Be courageous, build relationships and embrace the messiness are a few of the thoughts shared by students, faculty, staff and guests during a luncheon held at the University of Virginia Darden School of Business in honor of Dr. Martin Luther King Jr. On Tuesday, 24 January, "The Future of Diversity: A Conversation on Education, Business and Difference" featured a panel of speakers from the U.Va. community and several other universities as part of a two week celebration of King.
The panel’s moderator, Darden Professor Martin N. Davidson, opened the discussion with themes from his new book The End of Diversity as We Know It: Why Diversity Efforts Fail And How Leveraging Difference Can Succeed. In the early 1990s, there was a positive shift in enthusiasm for diversity, he said. Excitement behind diversity efforts existed across many institutions, including workplace environments.
Then, something happened.
“A senior company leader asked me, ‘So what? Why should I put so much energy into that when I should just be getting good talent?’ It was an interesting question. I thought part of what he was really asking was why we should explore diversity above and beyond social justice?” said Davidson. “Organizations needed a re-start. They made progress in diversity, but they couldn’t sustain it.”
In other words, companies were hiring a diverse range of individuals but could not retain them. After setting the stage for discussion, Davidson invited the panel members to share their backgrounds and ideas on diversity efforts. The conversation quickened.
U.Va. Professor Paul T. Harper explained that relationship building and creating diverse sets of friendships is a starting point. He discussed how sometimes the biggest goals start with the simplest of gestures.
According to Karen L. Proudford, Ph.D., associate professor of management at Morgan State University Earl Graves School of Business, those in the majority should consider their positions of privilege relative to others who may face challenges.
“It was a blind spot for me not to recognize what it means to be a part of the majority,” said Proudford, who recalled a time when she gave advice to a new white colleague who was concerned that students at their historically black institution were not connecting with him because of his skin color. Proudford, who is black, initially told her colleague it was because he was new and relationships would take time. Later, she acknowledged her misstep. “I went back to him and I said, ‘I cannot believe I said that to you. It was such a disservice to your experience.’”
Dr. Marcus L. Martin, vice president and chief officer for diversity and equity at U.Va. and former chief of emergency medicine at U.Va. Health System, pointed to his experience in medicine that helped him gain an understanding of people from all walks of life.
Davidson asked if we still live in a time when we have to argue the merits of diversity.
“People don’t necessarily agree that there’s a benefit to diversity,” replied Terri Harris Reed, vice provost for diversity and inclusion at The George Washington University. “This is the kind of push back I get — that it’s studied in a particular sort of way to get a particular set of outcomes.

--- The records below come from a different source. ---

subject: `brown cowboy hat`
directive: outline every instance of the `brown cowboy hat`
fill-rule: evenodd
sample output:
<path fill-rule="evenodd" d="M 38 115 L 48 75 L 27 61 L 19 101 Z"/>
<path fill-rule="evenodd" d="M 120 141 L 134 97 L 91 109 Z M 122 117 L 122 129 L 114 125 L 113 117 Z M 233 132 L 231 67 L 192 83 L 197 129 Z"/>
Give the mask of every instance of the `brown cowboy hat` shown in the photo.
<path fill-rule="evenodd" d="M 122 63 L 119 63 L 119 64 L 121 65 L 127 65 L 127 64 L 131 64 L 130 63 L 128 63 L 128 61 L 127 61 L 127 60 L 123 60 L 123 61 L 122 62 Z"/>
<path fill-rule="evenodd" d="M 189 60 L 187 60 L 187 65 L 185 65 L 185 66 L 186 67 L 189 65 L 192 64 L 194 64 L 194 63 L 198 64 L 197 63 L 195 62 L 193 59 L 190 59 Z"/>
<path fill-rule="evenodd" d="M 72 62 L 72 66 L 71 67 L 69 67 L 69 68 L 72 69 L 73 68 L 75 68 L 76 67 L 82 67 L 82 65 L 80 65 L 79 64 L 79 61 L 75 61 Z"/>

We get a good outcome even if there isn’t diversity. So you can argue that it’s a better outcome, but there’s nothing wrong with the outcome that we have.”
Audience members shared their experiences as well. One consultant discussed the challenges of working with companies who were more committed to a particular type of corporate culture than to diversity in hiring.
“We worked with a startup company that wanted to be that Silicon Valley, cool, creative workplace. Almost everyone was young and white,” he said. “The HR folks were afraid that they were opening themselves up to lawsuits, lack of innovation and diversity in decision making, but the leadership wasn’t buying it because the cool, corporate culture was more important than anything else.”
Tuesday’s event is one of many presentations happening across U.Va. Grounds to commemorate King’s life. Davidson also held a workshop for University leaders earlier in the day that addressed themes from his book — sparking more conversations that reflect a commitment to progress through diversity of ideas, experiences and people.